Par ailleurs, l’apprentissage en groupe, les ateliers cuisine et les repas partagés semblent renforcer la motivation individuelle et l’engagement collectif, en valorisant les interactions sociales autour de l’alimentation (Herbert et al., 2014).
Une efficacité variable des techniques de changement de comportement selon les publics
Les participants au programme Food Sensations® ont exprimé un fort engouement pour les activités pratiques, notamment les ateliers cuisine et dégustation. Le cadre pédagogique du programme s’avère particulièrement efficace pour faciliter le passage des connaissances à la pratique. Le plaisir éprouvé et l’implication active des participants renforcent l’ancrage des apprentissages et contribuent à des effets durables.
Néanmoins, les auteurs pointent que toutes les techniques de changement de comportement ne fonctionnent pas de manière uniforme selon les individus. Par exemple, dans cette étude, la définition d’objectifs – très utilisée et efficace chez les femmes – se révèle moins pertinente pour d’autres publics, comme les hommes, les jeunes adultes ou les personnes de milieux modestes ou issus de groupes minoritaires.
Ces constats plaident pour une adaptation fine des leviers d’action, en tenant compte des motivations, des capacités et des obstacles propres à chacun. Le recours à des modèles comme le COM-B peut guider cette adaptation (West et al., 2020).
Basé sur : Butcher L, Batt C, Royce S, Barron E, Giglia R, Begley A. Analysing the behaviour change techniques in an effective food literacy program to inform future program design. Nutrition & Dietetics. 2024; 1-15
Food Sensations® for Adults est un programme de nutrition et de cuisine, proposé gratuitement en Australie-Occidentale par Foodbank WA et financé par le Department of Health entre 2016 et 2022. Destiné aux adultes de foyers à revenus modestes, il a montré son efficacité pour améliorer durablement les connaissances et les habitudes alimentaires.

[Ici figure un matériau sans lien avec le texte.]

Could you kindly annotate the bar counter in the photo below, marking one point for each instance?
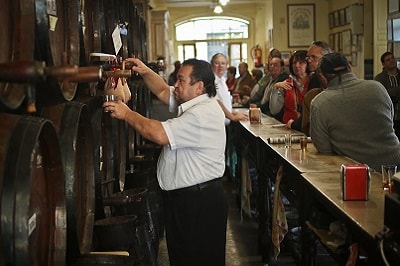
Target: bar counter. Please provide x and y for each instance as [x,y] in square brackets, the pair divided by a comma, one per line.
[309,178]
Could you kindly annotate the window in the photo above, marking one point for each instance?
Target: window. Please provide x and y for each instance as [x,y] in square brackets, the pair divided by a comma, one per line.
[203,37]
[211,28]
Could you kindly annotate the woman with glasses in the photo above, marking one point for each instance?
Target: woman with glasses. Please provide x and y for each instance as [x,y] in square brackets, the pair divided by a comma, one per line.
[294,87]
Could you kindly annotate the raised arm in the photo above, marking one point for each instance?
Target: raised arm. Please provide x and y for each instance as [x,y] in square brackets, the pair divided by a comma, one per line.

Fondé sur deux modèles scientifiques – Le modèle des croyances relatives à la santé (HBM) et La théorie sociocognitive -, ce programme aide à :
- comprendre les bénéfices d’une alimentation saine,
- surmonter les obstacles à l’adoption de comportements sains,
- gagner en confiance et apprendre en observant.

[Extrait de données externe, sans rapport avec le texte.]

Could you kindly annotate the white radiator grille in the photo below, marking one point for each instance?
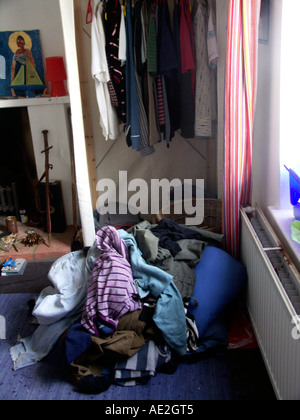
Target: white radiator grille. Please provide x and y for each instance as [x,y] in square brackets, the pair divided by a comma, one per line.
[273,300]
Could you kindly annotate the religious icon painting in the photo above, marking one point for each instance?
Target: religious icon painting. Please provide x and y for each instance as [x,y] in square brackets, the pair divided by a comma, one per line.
[21,64]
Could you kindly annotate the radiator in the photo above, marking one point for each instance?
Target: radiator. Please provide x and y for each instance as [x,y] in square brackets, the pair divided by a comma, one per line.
[273,301]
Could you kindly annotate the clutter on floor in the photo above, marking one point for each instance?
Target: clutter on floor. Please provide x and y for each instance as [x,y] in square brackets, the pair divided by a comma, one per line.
[136,303]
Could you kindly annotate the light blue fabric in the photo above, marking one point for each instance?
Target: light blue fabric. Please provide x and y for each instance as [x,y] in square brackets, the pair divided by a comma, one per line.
[57,307]
[169,314]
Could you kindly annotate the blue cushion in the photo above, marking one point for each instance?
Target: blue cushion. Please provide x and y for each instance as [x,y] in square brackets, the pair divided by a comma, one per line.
[219,278]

Mis à jour en 2015, il s’est aligné sur le modèle australien de littératie alimentaire, couvrant les dimensions suivantes : planification, gestion, sélection, préparation et consommation. La formation, dispensée sur trois semaines à raison d’une séance hebdomadaire, comportait 4 modules principaux : alimentation saine, lecture d’étiquettes, budget alimentaire, planification et sécurité alimentaire, ainsi qu’un module optionnel sur des thèmes spécifiques. Chaque séance associait activités interactives et atelier culinaire avec dégustation et fixation d’objectifs pour favoriser des changements concrets et durables.
- Les techniques de changement de comportement structurent efficacement les interventions de littératie alimentaire et soutiennent des changements durables.
- La définition d’objectifs, renforcée par d’autres techniques adaptées, est associée à une amélioration de la littératie alimentaire.
- Les participants ayant fixé des objectifs ont significativement augmenté leur consommation de fruits, mais pas celle de légumes.